Even today, personal computers (PCs) are preferred devices for playing hardcore games. Especially in PC gaming segment, they are the best for the level of ergonomics and controls they provide.
Availability of many hardcore gaming titles on Windows platform is another advantage for adapting to a PC. Another key advantage is the flexibility to configure the system hardware to get more power out of it.
But over the past few years, gamers have become major targets for hackers, as gaming has now migrated almost entirely to online. Some small-scale scams are emerging, from duping people into opening infected screensaver files on the Steam marketplace, to selling 'cheats' poisoned with malware. In game forums, most gamers turn to advice, which can be wrong.
As for in-game chat channels, they play host to predators hoping to get you to click on a 'bad' link and infect your PC.
To keep your PC safe, here are 10 tips suggested by proactive security software developer ESET:
Power up your browser
Ensure your system browser has phishing warnings enabled, ensure your PC software is up to date and think before you enter your login details anywhere. Never click on those pop-up windows when they appear, these are extremely powerful armours in the hands of cyber criminals.

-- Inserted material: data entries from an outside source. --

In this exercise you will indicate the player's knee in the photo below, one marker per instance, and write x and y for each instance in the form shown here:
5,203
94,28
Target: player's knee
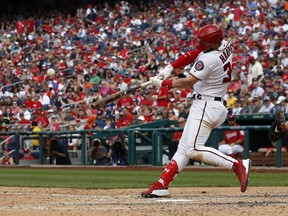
196,155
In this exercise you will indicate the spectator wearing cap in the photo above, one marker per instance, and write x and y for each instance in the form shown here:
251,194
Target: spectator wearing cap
134,121
255,70
68,116
126,101
6,159
8,114
141,120
122,86
148,112
79,125
35,140
27,113
28,100
73,141
54,124
23,120
147,101
230,99
162,99
267,106
233,142
42,119
237,108
100,121
160,115
171,115
60,100
181,111
15,108
36,104
27,155
281,104
91,118
124,119
44,99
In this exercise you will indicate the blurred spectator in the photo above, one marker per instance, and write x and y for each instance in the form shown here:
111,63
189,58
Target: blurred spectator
135,118
27,155
237,108
171,115
162,99
58,153
74,140
233,141
255,70
230,100
54,124
6,159
257,91
35,141
267,106
98,153
117,151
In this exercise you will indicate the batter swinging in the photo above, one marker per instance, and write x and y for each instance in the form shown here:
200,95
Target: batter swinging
210,76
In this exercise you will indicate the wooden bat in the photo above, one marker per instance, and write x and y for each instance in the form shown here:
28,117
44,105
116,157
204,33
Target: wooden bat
104,101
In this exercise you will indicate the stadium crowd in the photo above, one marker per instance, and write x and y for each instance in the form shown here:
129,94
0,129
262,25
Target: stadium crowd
98,50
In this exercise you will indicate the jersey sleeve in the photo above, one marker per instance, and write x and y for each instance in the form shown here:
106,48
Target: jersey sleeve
186,59
200,69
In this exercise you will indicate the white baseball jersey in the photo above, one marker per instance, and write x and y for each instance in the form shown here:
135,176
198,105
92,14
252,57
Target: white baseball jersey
213,69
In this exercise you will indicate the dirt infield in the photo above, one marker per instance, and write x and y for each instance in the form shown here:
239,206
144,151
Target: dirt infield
183,201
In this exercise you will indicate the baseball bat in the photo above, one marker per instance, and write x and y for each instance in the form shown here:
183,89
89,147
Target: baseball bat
104,101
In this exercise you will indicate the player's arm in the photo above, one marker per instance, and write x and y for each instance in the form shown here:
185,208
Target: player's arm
186,59
182,61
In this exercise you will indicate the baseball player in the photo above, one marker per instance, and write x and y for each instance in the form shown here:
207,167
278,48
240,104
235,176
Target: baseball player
233,141
209,76
279,128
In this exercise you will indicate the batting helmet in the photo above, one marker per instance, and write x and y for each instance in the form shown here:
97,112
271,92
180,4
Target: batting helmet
208,36
231,117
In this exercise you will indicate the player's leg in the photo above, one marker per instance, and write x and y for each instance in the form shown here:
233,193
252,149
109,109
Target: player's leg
195,140
227,150
160,188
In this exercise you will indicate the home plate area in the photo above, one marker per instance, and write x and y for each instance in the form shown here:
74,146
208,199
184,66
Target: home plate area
183,201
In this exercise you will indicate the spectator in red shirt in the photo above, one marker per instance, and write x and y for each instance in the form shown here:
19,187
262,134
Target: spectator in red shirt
147,101
233,141
27,155
22,119
162,99
126,101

Long-time player? Spring clean your security
If you're a long-time player of any particular gaming title, you probably had signed up for the game on Day Zero - when no security measures were in place. If you're returning or still playing the game, make sure you take advantage of security measures such as two-factor authenticators.
Never buy game codes via auction sites
The best place to get game codes is from official websites of gaming companies. Trading game codes via forums, or even auction sites may land you in trouble, either instantly or in the future.

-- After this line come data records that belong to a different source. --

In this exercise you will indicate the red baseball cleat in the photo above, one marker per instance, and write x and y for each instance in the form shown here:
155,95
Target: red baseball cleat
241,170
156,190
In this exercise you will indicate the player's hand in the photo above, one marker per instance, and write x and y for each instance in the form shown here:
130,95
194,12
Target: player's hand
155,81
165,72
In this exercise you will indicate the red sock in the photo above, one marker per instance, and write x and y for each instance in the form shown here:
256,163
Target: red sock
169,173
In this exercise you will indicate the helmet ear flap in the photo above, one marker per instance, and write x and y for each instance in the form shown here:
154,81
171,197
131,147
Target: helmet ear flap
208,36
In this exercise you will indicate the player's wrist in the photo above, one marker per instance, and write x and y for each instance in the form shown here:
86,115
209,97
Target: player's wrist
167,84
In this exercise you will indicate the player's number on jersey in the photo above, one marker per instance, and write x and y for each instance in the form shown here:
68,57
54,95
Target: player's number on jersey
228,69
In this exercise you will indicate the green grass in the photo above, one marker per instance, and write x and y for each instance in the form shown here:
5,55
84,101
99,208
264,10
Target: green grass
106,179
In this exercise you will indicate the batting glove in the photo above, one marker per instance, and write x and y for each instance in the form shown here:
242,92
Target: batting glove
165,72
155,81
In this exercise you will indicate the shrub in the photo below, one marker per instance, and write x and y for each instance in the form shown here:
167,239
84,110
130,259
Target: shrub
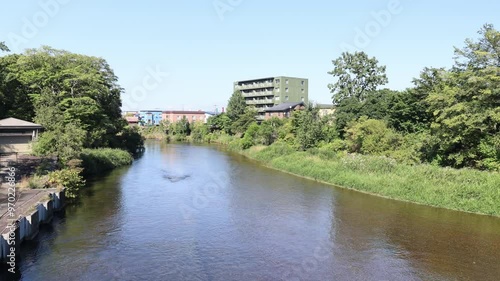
95,161
67,178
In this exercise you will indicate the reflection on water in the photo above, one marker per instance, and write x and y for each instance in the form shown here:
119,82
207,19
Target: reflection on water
185,212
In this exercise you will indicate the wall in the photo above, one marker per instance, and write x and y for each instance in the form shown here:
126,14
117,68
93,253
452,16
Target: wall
28,226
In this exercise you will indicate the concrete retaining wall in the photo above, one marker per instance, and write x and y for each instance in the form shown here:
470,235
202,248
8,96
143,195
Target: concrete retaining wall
27,226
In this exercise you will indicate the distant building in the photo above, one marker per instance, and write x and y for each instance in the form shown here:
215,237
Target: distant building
150,117
283,110
16,135
176,115
132,120
268,92
325,109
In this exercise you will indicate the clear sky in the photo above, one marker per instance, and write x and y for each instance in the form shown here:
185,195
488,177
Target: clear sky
206,45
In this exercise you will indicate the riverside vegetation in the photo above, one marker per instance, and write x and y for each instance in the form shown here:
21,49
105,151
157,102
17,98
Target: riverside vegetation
76,99
437,143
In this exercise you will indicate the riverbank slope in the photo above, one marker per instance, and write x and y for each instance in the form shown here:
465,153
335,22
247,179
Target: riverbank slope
462,190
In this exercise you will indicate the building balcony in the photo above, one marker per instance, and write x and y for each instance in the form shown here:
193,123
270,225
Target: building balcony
258,94
254,86
264,101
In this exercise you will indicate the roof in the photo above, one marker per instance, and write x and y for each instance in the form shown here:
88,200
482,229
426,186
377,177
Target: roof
325,106
14,123
284,106
132,119
184,112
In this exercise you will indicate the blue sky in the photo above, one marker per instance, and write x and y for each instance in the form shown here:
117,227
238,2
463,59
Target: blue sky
205,45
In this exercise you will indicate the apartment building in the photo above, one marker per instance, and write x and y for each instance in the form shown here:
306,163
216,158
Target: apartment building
192,116
265,93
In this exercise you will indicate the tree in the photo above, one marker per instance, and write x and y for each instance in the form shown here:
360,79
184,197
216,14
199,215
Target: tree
466,106
482,53
219,122
241,124
4,47
236,105
67,87
14,97
356,75
307,127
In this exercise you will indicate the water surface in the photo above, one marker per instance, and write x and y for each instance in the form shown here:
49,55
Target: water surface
184,212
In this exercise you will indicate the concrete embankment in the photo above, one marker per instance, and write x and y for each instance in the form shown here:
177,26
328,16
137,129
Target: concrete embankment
37,210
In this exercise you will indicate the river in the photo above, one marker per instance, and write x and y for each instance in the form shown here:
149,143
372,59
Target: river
186,212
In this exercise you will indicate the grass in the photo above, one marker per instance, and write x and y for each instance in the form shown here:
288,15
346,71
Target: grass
464,190
95,161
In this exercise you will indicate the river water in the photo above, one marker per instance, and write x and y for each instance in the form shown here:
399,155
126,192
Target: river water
185,212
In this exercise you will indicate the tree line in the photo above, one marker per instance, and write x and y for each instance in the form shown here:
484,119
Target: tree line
450,117
76,98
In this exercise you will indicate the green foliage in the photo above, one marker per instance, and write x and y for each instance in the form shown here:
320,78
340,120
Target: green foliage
66,142
236,106
307,127
130,139
357,75
199,131
465,190
220,122
370,136
95,161
4,47
269,130
465,106
14,98
69,179
248,139
181,129
241,124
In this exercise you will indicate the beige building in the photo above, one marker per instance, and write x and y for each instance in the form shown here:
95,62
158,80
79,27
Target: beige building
16,135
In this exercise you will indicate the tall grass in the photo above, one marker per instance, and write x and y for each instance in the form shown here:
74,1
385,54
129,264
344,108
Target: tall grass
465,190
95,161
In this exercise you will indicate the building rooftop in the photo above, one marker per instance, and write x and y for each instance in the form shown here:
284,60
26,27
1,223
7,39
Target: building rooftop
14,123
184,112
132,119
284,106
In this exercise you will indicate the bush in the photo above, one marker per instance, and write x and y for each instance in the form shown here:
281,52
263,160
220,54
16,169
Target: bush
67,178
95,161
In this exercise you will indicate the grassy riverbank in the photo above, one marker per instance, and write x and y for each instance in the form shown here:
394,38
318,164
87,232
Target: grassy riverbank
464,190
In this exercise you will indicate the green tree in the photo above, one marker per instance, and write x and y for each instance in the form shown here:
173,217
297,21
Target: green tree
182,128
4,47
466,106
220,122
240,125
269,130
307,127
236,106
357,75
14,97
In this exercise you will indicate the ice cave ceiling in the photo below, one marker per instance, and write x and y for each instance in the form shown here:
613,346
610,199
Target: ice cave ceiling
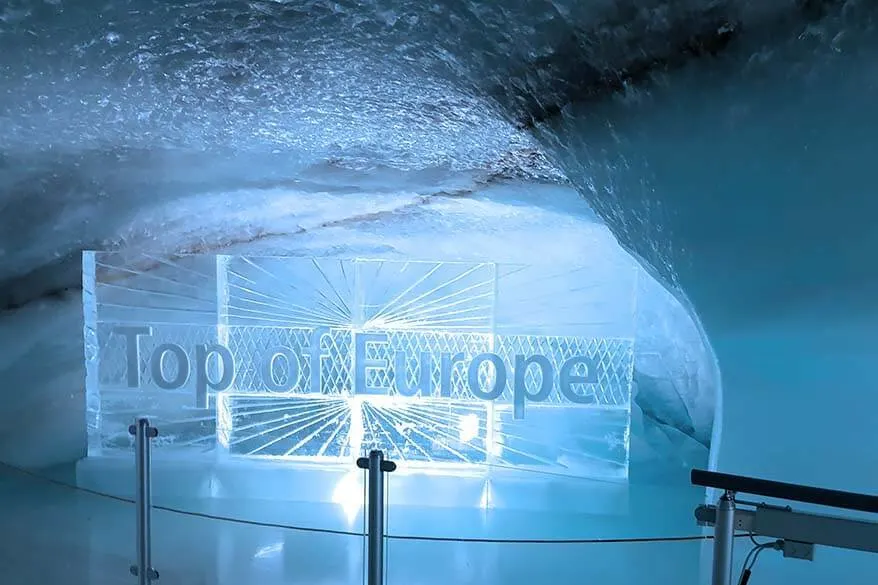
221,124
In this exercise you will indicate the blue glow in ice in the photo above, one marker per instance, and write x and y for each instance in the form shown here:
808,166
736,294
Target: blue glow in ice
440,364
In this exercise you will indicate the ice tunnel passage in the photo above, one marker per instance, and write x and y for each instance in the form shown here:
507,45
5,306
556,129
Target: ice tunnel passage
731,164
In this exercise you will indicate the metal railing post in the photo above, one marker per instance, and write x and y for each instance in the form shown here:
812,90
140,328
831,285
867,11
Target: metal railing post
143,432
724,539
376,466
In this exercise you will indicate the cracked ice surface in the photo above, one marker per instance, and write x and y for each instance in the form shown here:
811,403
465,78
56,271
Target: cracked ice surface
675,374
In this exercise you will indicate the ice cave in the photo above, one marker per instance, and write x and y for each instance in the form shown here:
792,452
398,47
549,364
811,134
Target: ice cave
388,291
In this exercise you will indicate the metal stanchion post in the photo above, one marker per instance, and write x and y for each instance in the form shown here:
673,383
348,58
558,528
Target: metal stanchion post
724,539
376,466
143,432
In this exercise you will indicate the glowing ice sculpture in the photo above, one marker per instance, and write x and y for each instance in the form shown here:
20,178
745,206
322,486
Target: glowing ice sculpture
440,364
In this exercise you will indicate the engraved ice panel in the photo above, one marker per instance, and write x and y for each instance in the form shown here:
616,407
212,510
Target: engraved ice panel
149,326
440,364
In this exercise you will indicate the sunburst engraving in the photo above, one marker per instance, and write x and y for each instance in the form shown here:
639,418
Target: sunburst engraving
437,363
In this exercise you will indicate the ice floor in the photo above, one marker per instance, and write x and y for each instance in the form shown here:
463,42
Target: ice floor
53,533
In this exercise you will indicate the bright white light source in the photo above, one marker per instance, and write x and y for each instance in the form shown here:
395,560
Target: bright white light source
269,551
469,428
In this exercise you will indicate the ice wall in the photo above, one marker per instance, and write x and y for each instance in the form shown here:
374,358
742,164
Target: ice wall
749,181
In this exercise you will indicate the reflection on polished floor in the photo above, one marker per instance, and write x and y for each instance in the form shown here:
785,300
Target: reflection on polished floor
53,533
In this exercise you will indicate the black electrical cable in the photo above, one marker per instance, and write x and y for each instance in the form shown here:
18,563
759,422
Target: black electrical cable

Don't pick a username which reveals your identity
This is especially crucial for toddlers - like having a name, which, for instance, gives away that someone is young and ends up attracting unwanted attention. Game accounts are high-value targets for cyber criminals and if they can fill in blanks by Googling, once you've freely given them your name, you could be risking your account.
Compose a killer password
All game login passwords need to be strong - whether for services such as Steam, or for individual games. If there's a two-factor system on offer, use it. Make a 'throwaway' email address or several to use for logins if you can. Always prefer different passwords for each game. If you tend to forget things, use a password manager.
Cheats and hacks are even worse than you think
The world of gaming can appear crazy to an outsider. But cheats don't just risk your account, they risk your computer. Up to 90% of commonly traded cheats are infected with some form of malware or adware, according to some estimates. They are called 'hacks' for a reason.
Mod with extreme care
Installing mods on your system can be extremely dangerous for your system, even if you use 'reputable' stores, such as Curse. Even reliable sites can harbour player-made mods that pack malware. Check reviews, check URLs, and if possible have good AV software running. Never ever install a mod because a player tells you 'need it' in game - it's a classic scam. Being kicked out of that group is a price worth paying.
Be cautious while competing at a public event
Competitive e-sports are really taking off at the moment, and if you're lucky enough to have a chance at public competitions, great, but take care.
ESET Security Specialist Mark James says: "If you're going to a gaming event or even a social gaming event, change your usual password for a temporary one while you're there, then back to your usual one when back home. This protects you from scammers who might intercept data and use that to steal your account - or just someone looking over your shoulder to nick your password."
Don't befriend people on Facebook to get 'freebies' in game
Don't be tempted to bring in some new friends just to get extra game codes. Fan sites are full of people offering to befriend you for just that – and it can speed up the game experience – but you are left with friends who you do not know.
Always remember, people on forums are not your friends
Gamer forums are pretty savage, hostile places at the best of times, and when it comes to scams, add-ons, mods or anything else, they are a bad place to seek advice. The same goes for chat channels in-game. You do not know these people, so why trust them?